Performance numbers on large codebases are substantial:
| Metric | Webpack | Turbopack |
|---|---|---|
| Dev server cold start | ~5s | ~0.5s |
| HMR round-trip | ~500ms | ~50ms |
| Production build (large repo) | baseline | up to 700x faster |
The dev server improvements have been available since Next.js 15. The production build improvement is the new piece — and it matters most for CI/CD pipeline duration.
Stable Node.js Middleware
The edge runtime constraint on middleware has been a long-standing frustration.
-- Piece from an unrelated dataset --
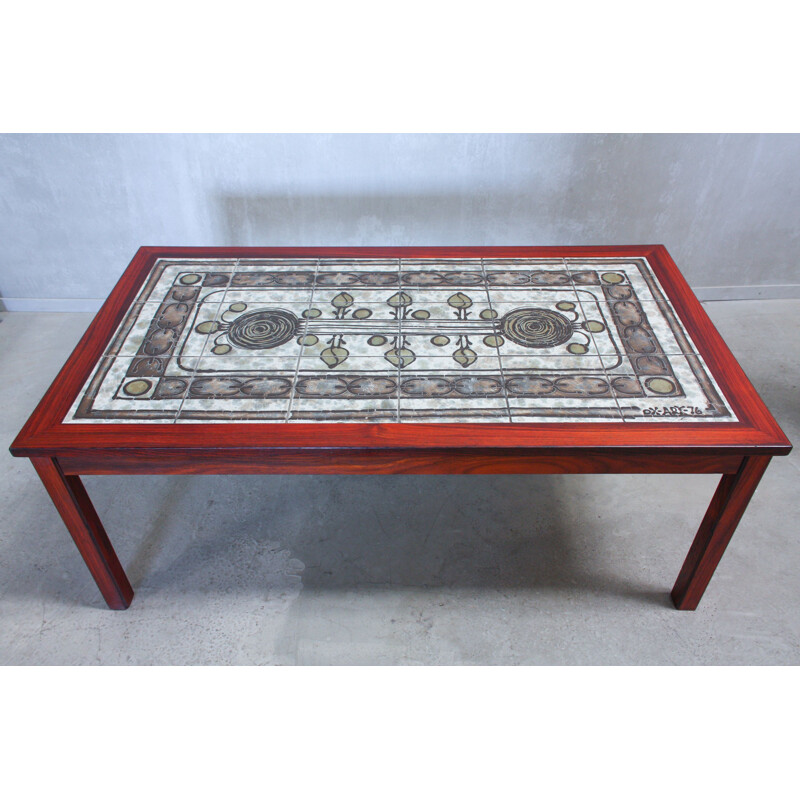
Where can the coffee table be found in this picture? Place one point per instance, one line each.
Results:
(401, 360)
As of Next.js 15.5, middleware runs stably on the Node.js runtime, which means full access to Node.js APIs — including crypto, streams, and third-party packages with native dependencies.
// middleware.ts — Node.js runtime (Next.js 15.5+)
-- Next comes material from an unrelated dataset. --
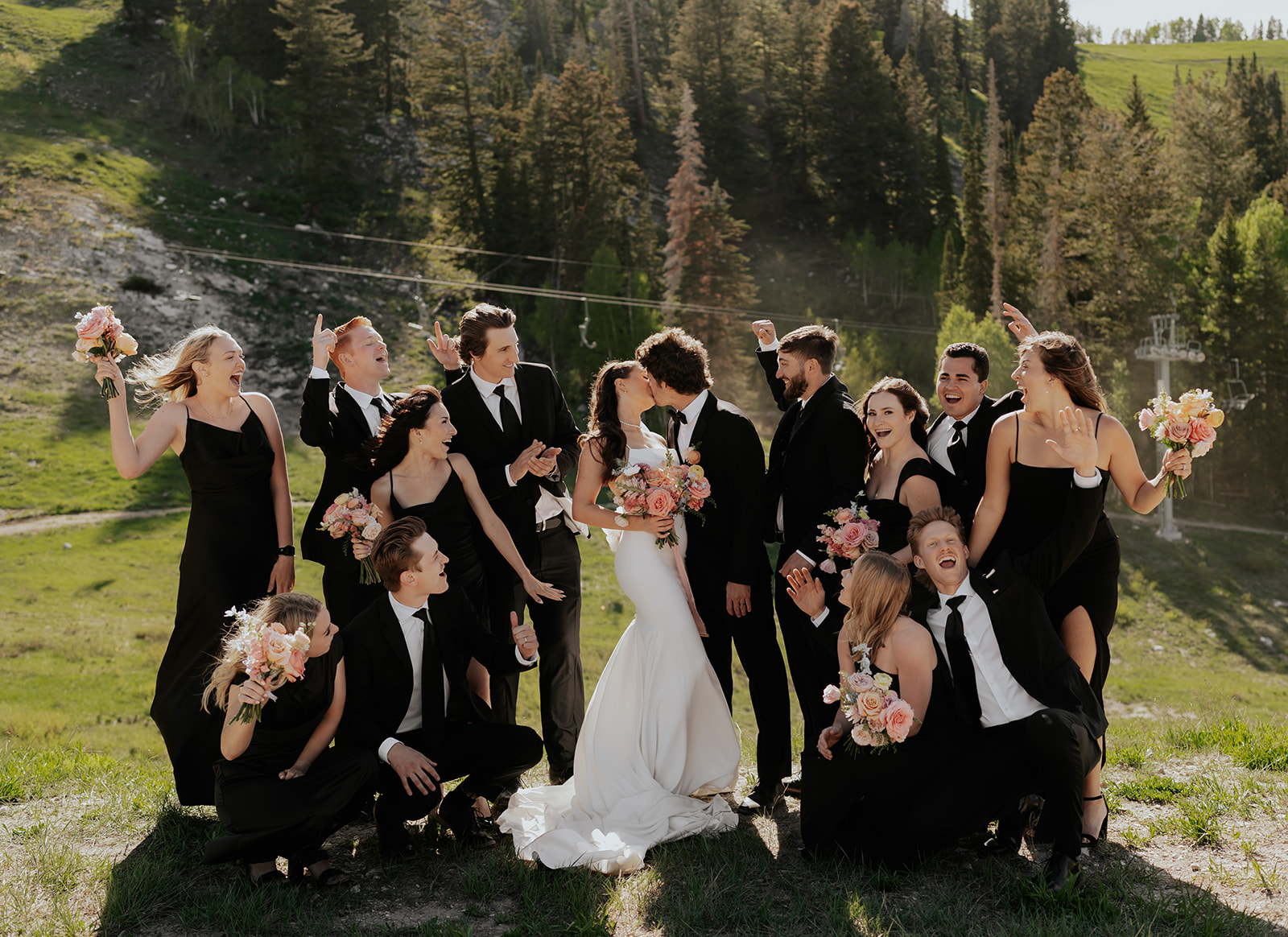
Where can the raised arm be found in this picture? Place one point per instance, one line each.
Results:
(997, 487)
import { NextRequest, NextResponse } from 'next/server';
import { verifyJwt } from './lib/auth'; // Node.js crypto dependency — works now
export async function middleware(req: NextRequest) {
const token = req.cookies.get('session')?.value;
if (!token) {
return NextResponse.redirect(new URL('/login', req.url));
}
const payload = await verifyJwt(token);
if (!payload) {
return NextResponse.redirect(new URL('/login', req.url));
}
return NextResponse.next();
}
export const config = {
matcher: ['/dashboard/:path*', '/api/:path*'],
};This removes the workarounds many teams had in place — route handlers or custom servers just to run Node.js crypto in auth middleware.
The next lint Deprecation
next lint is being deprecated in favor of managing ESLint directly. The migration is straightforward but requires updating your project's lint setup before you upgrade.
// eslint.config.js (flat config format)
import { FlatCompat } from '@eslint/eslintrc';
const compat = new FlatCompat();
export default [
...compat.extends('next/core-web-vitals'),
{
rules: {
// your custom rules
},
},
];Check your package.json scripts and CI configs — anything calling next lint directly will need updating.
Migration Considerations
Turbopack production builds are still beta. Before switching from Webpack to Turbopack for production:
- Test builds locally with
next build --turbopack - Watch for issues with custom Webpack loaders or plugins
- Measure actual build times in CI, not just locally
React 19 Server/Client component boundaries become more important. Next.js 16 assumes React 19. If you haven't been deliberate about 'use client' boundaries, now is the time:
// Default: Server Component
// runs on the server, can be async, access databases directly
async function ProductPage({ id }: { id: string }) {
const product = await db.products.findById(id);
return <ProductView product={product} />;
}
// Explicit: Client Component
'use client';
import { useState } from 'react';
function ProductView({ product }: { product: Product }) {
const [quantity, setQuantity] = useState(1);
// browser state and events are fine here
}Takeaway
Next.js 16 is a meaningful update, but the path to adoption should be incremental:
- Migrate
next lintto direct ESLint config now - Confirm your middleware works on Node.js runtime
- Test Turbopack production builds in a staging environment
- Hold off on Next.js 16 beta for production until stable release
The dev server already benefits from Turbopack in Next.js 15 — so the main gain waiting in 16 for most teams is production build speed.